It gives out a strange error:
Traceback (most recent call last):
File "./average.py", line 27, in <module>
newc=np.add(newc,coord)
ValueError: operands could not be broadcast together with shapes (124,3) (248,3)
I am absolutely clueless how it manages to make a 248,3
array. I just want to add the array coord over itself. I tried with another modification of the code:
#!/usr/bin/python
from Bio.PDB.PDBParser import PDBParser
import numpy as np
parser=PDBParser(PERMISSIVE=1)
structure_id="mode_7"
filename="mode_7.pdb"
structure=parser.get_structure(structure_id, filename)
model1=structure[0]
s=(124,3)
newc=np.zeros(s,dtype=np.float32)
coord=[]
newc2=[]
#for chain1 in model1.get_list():
# for residue1 in chain1.get_list():
# ca1=residue1["CA"]
# coord1=ca1.get_coord()
# newc.append(coord1)
for i in range(0,29):
model=structure[i]
for chain in model.get_list():
for residue in chain.get_list():
ca=residue["CA"]
coord.append(ca.get_coord())
newc2=np.add(newc,coord)
print newc
print "END"
It gives out the same error. Can you help???
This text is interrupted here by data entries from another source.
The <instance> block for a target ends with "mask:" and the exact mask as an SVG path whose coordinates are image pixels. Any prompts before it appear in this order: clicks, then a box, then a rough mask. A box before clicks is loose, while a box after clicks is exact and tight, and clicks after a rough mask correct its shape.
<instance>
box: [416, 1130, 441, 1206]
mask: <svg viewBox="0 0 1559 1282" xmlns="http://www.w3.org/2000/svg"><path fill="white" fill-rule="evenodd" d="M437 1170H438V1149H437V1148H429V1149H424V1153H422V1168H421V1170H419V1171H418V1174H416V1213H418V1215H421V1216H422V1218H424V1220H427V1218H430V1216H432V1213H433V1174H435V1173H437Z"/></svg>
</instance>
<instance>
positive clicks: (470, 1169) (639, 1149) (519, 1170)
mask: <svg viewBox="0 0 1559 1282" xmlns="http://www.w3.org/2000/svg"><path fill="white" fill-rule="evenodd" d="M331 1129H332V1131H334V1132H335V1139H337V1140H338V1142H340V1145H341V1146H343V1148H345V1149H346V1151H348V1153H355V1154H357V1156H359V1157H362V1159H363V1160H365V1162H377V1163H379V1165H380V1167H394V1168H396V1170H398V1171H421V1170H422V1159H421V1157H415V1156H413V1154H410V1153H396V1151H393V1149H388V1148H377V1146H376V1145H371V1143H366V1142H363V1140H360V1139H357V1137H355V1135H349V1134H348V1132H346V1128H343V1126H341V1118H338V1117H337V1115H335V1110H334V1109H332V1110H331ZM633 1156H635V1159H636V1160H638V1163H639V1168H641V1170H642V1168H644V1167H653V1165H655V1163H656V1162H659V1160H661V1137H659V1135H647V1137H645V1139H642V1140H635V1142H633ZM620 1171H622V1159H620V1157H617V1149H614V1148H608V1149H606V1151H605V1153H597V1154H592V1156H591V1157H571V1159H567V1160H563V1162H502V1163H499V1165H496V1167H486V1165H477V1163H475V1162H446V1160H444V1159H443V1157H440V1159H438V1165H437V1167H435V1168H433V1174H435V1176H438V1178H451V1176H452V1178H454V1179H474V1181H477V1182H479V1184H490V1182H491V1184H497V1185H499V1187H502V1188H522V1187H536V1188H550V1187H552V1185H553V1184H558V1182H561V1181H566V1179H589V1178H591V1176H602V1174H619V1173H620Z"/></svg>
I'm not sure I fully understand what you're doing, but it looks like you need to reset the coords
list at the start of every iteration:
for i in range(0,29):
coords = []
model=structure[i]
for chain in model.get_list():
for residue in chain.get_list():
ca=residue["CA"]
coord.append(ca.get_coord())
newc=np.add(newc,coord)
If you keep appending without clearing the list you add 124 items to coords
at every iteration of the outer loop. The exception you see is likely raised during the second iteration.